Using a fungal strain expressing an SnTox1-GFP fusion protein, we examined the location of the SnTox1 protein during fungal growth and infection. SnTox1 was observed in higher concentration on parts of several fungal structures, including the outer surface of conidia and mycelium, and hyphal tips as well as hyphal septa. This, along with the identification of the putitive chitin binding domains, suggested that SnTox1 may have a chitin-binding function to protect the fungal mycelium from host produced hydrolytic enzymes. The accumulation of SnTox1GFP is particularly obvious at hyphal regions where new hyphae are arising. In planta, SnTox1 is highly expressed in the hyphopodia where the penetration is initiated, providing further evidence that SnTox1 plays a role in penetration. Polyclonal antibodies generated against SnTox1 have been successfully generated from rabbits and is being used to determine the cellular location of SnTox1 during disease induction using immunolocalization methods. The yeast strain expressing a histidine tagged SnTox1 has been generated and provides a useful tool for purification of SnTox1.

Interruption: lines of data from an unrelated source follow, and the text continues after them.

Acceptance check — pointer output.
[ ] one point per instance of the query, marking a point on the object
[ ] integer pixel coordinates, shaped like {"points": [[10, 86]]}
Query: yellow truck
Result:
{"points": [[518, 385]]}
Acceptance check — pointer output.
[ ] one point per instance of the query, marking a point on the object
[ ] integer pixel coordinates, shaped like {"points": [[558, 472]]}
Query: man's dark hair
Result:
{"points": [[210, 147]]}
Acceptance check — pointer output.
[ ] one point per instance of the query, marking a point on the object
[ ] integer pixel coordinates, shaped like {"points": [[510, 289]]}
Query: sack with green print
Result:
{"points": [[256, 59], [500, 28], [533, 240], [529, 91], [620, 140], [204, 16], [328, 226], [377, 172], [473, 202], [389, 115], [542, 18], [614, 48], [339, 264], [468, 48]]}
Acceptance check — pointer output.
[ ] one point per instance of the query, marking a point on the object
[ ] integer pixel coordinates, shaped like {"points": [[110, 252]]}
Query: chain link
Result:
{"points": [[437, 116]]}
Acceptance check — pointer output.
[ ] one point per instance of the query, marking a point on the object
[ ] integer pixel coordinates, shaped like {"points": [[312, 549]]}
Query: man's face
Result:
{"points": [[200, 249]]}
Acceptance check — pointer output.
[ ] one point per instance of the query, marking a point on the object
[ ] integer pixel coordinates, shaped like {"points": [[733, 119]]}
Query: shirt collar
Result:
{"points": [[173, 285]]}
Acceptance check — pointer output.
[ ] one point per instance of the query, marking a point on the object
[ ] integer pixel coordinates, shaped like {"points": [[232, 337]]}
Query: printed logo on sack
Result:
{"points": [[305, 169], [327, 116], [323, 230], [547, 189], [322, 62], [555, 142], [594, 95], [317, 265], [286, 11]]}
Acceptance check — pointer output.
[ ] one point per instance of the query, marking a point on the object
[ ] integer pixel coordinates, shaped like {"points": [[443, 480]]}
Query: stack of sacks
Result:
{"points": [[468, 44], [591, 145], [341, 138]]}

The functional sites of the SnTox3 protein have been subjected to extensive investigation using site-directed mutagenesis or deletion mutations, including a putative C-terminal GTPase domain, which also, is predicated to contain a carbamoyl transferase signature. Deletion of the whole or partial GTPase domain led to the complete loss of SnTox3 activity. Several amino acid residues within this domain have been identified to be important through substitutions with alanine. However, mutations at other places such as a PPNP motif, a CK II phosphorylation site, and an N-glycosylation site did not affect the SnTox3 activity. Using the two different antibodies with one specifically against a pro sequence and the other against the end of the mature protein, we have demonstrated that SnTox3 contains a pro-sequence (position of 21~72 aa) that is cleaved during maturing. The change of the cysteine residue at the very end of the protein resulted in an unsuccessful cleavage of the pro-sequence, hence, eliminating the function of the protein. This suggested that the cleavage of the pro-sequence is necessary for proper protein function. We have successfully developed an SnTox3RFP fusion construct and expressed it in P. pastoris and this protein fusion has been successfully produced and shown to be fully functional. A protocol to purify SnTox3RFP from the yeast culture is being developed. The SnTox3RFP fusion protein as well as the SnTox3 antibodies provides us with a powerful tool to investigate the cellular location of SnTox3 in planta.